Fairness and arbitrariness necessarily work in both directions. A fair system neither arbitrarily sentences a person to death for a crime nearly everyone else would get life for, nor does it arbitrarily yield a life sentence for a crime that clearly warrants death. Proposals to change the definition of the eligible class or to revise the discretionary decision-making process should be judged on whether they make the system fairer in both directions, not on a reflexive basis of "expansion is bad, contraction is good" or vice-versa.
Topping the fairness-enhancing reforms is the proposal to get rid of Virginia's "triggerman" rule. As vividly illustrated by John Allen Muhammad, the lead D.C. sniper, a person who manipulates another to commit murder for him is more culpable, not less, than a person who does the deed himself. Yet absent an exception, Virginia law could result in sentencing the puppet to death while sparing the puppeteer. Muhammad's case qualified for the terrorism exception, but a future manipulator might not.
Next up on the good ideas list is the proposal in Georgia to scrap the single-juror veto of the death penalty. The optimum way to deal with jury unanimity in the penalty phase is to treat it just like the guilt phase. The jury must deliberate until unanimous one way or the other. If they are truly deadlocked, it is a mistrial, and the penalty phase is retried. That is how it is done in California. However, some jurisdictions may deem that too expensive. Far too many jurisdictions have a single-juror veto, where a jury deadlock at 11 to 1 for death results in the view of the one as to the proper sentence prevailing over the view of the eleven. This results in the arbitrary granting of life sentences to murderers who thoroughly deserve death if they are lucky enough to get a hard-core opponent on their jury, possibly by lying on voir dire. The second best way is the Florida system, where the jury can make a recommendation on penalty without being unanimous, and the judge makes the final decision. The Georgia bill would allow this on a 9-3 vote of the jury.
In the mid range are proposals that create new definitions of death-eligible offenses but will not expand actual sentences much, because the crimes they define rarely happen or because most of the crimes in question are already capital under other provisions.
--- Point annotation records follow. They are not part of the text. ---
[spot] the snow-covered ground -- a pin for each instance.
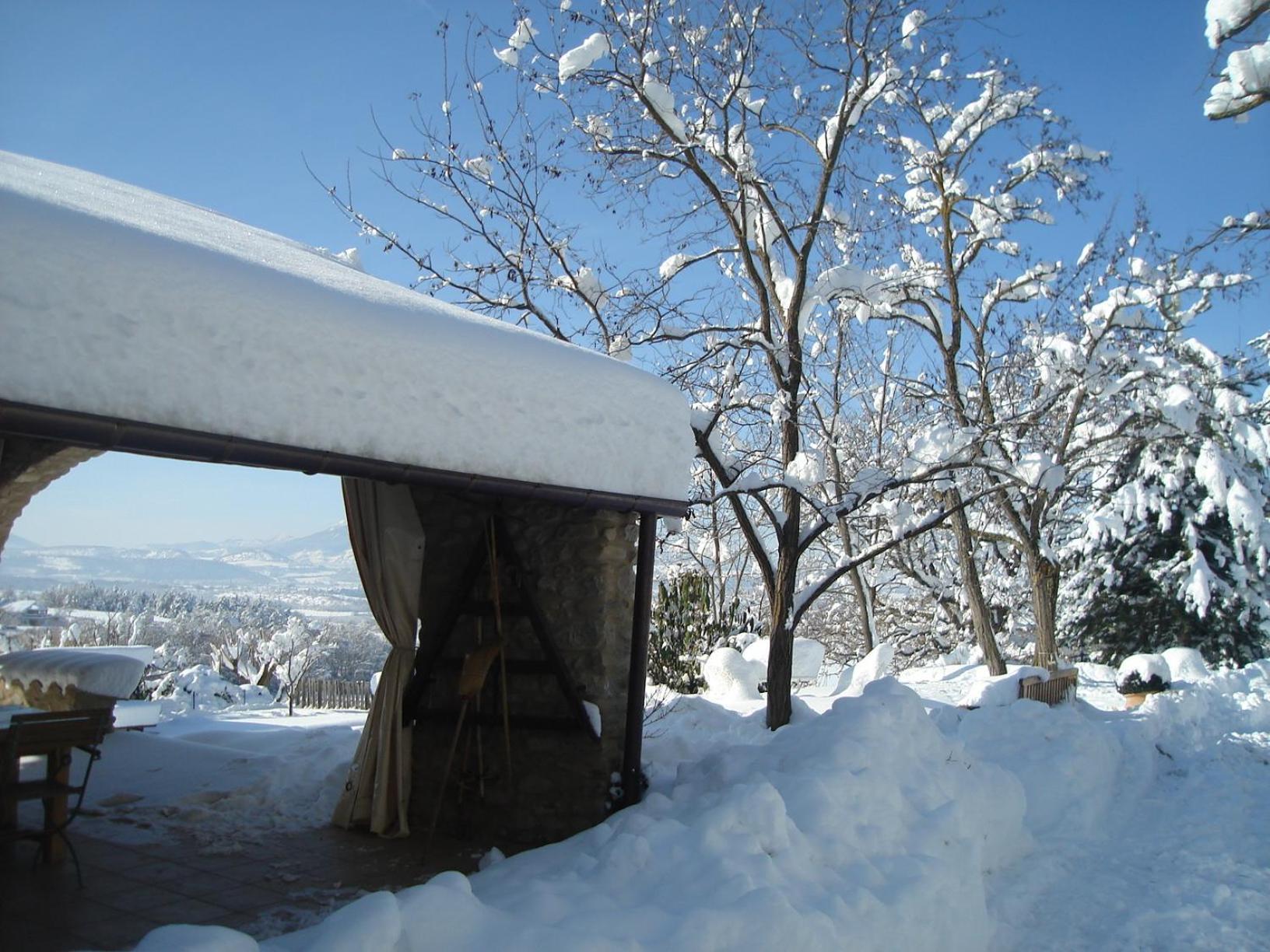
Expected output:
(883, 817)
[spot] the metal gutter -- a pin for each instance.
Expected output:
(98, 432)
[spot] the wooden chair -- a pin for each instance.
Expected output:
(54, 735)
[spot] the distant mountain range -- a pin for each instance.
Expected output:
(319, 562)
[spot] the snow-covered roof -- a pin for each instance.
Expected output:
(96, 672)
(134, 306)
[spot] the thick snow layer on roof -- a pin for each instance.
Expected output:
(124, 303)
(96, 672)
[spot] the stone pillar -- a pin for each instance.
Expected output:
(27, 465)
(580, 568)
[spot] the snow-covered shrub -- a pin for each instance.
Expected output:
(1143, 674)
(198, 687)
(1185, 664)
(686, 625)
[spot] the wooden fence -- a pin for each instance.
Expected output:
(329, 693)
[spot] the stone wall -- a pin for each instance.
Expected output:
(580, 568)
(27, 466)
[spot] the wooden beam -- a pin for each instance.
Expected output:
(539, 624)
(427, 655)
(638, 676)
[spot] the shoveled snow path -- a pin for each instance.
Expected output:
(1181, 859)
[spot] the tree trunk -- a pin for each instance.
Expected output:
(780, 658)
(1044, 584)
(983, 632)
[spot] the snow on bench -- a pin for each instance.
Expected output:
(96, 672)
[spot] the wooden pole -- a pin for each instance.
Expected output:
(643, 614)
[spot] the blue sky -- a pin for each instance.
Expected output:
(219, 104)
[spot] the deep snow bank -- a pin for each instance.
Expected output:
(864, 823)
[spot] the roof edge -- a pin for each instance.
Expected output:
(96, 432)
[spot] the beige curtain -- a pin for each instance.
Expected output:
(388, 544)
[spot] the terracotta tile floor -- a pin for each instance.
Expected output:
(265, 886)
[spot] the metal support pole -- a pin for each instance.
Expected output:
(643, 614)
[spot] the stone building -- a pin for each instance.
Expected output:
(502, 488)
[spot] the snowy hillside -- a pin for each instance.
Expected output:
(886, 821)
(321, 562)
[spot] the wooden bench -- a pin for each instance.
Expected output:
(1058, 688)
(52, 735)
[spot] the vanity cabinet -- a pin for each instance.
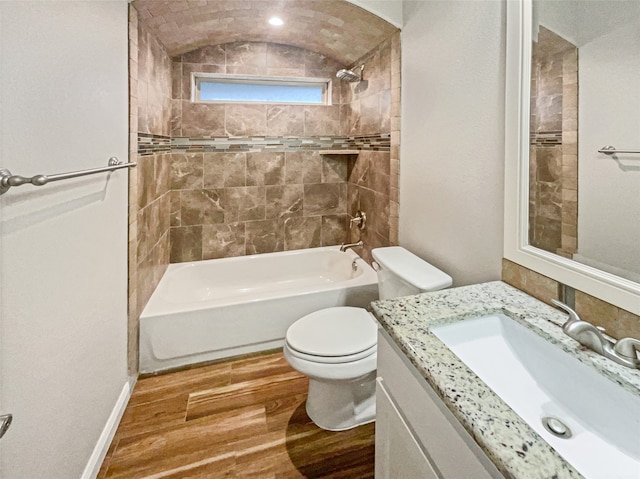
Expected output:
(416, 435)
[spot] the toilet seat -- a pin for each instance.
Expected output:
(333, 335)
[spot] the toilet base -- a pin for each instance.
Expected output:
(342, 405)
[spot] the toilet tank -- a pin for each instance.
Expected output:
(402, 273)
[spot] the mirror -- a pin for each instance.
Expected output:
(584, 204)
(572, 213)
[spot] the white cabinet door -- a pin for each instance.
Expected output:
(398, 454)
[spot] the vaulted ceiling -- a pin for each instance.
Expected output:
(334, 28)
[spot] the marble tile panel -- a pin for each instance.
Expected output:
(359, 169)
(244, 204)
(317, 61)
(286, 120)
(303, 167)
(224, 170)
(334, 168)
(202, 207)
(145, 179)
(245, 120)
(212, 54)
(549, 164)
(379, 181)
(286, 72)
(164, 211)
(265, 168)
(175, 120)
(531, 282)
(202, 119)
(302, 232)
(284, 201)
(379, 217)
(246, 54)
(353, 198)
(186, 244)
(176, 80)
(334, 230)
(549, 110)
(223, 240)
(187, 171)
(350, 118)
(549, 200)
(322, 120)
(370, 114)
(162, 177)
(245, 70)
(264, 236)
(325, 199)
(285, 56)
(385, 113)
(175, 208)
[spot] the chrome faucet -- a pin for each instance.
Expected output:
(623, 351)
(345, 247)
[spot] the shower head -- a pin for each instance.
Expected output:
(350, 75)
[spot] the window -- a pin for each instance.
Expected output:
(248, 89)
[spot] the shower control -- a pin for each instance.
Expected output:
(359, 220)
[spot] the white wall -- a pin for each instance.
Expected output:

Proposals for eligibility criteria such as killing a judge fall in the first group and those for killing a child fall in the second.
A thoroughly bad idea is legislation for a mandatory death sentence. The USA Today story indicates that the Governor of Missouri contends that his proposal would take mitigating circumstances into account, thereby addressing the constitutional problem, but it is hard to see how that is possible if it is actually a mandatory sentence. Political capital should not be squandered on proposals that will never be carried out in practice. It is better to deal with the genuine issues of reforming procedure so that the current law is made effective.
Finally, there is the horrifically bad idea of a death penalty for sex crimes in which the victim survives. I do not dispute that anyone who would rape a child deserves death as a matter of just deserts, but for the child's sake we must maintain a differential in punishment between rape and rape-murder. A rapist has a powerful incentive to kill the victim to reduce his chance of capture and conviction. We need to give him a powerful incentive not to. That is why rape-murder should be capital and rape alone should not, no matter how heinous.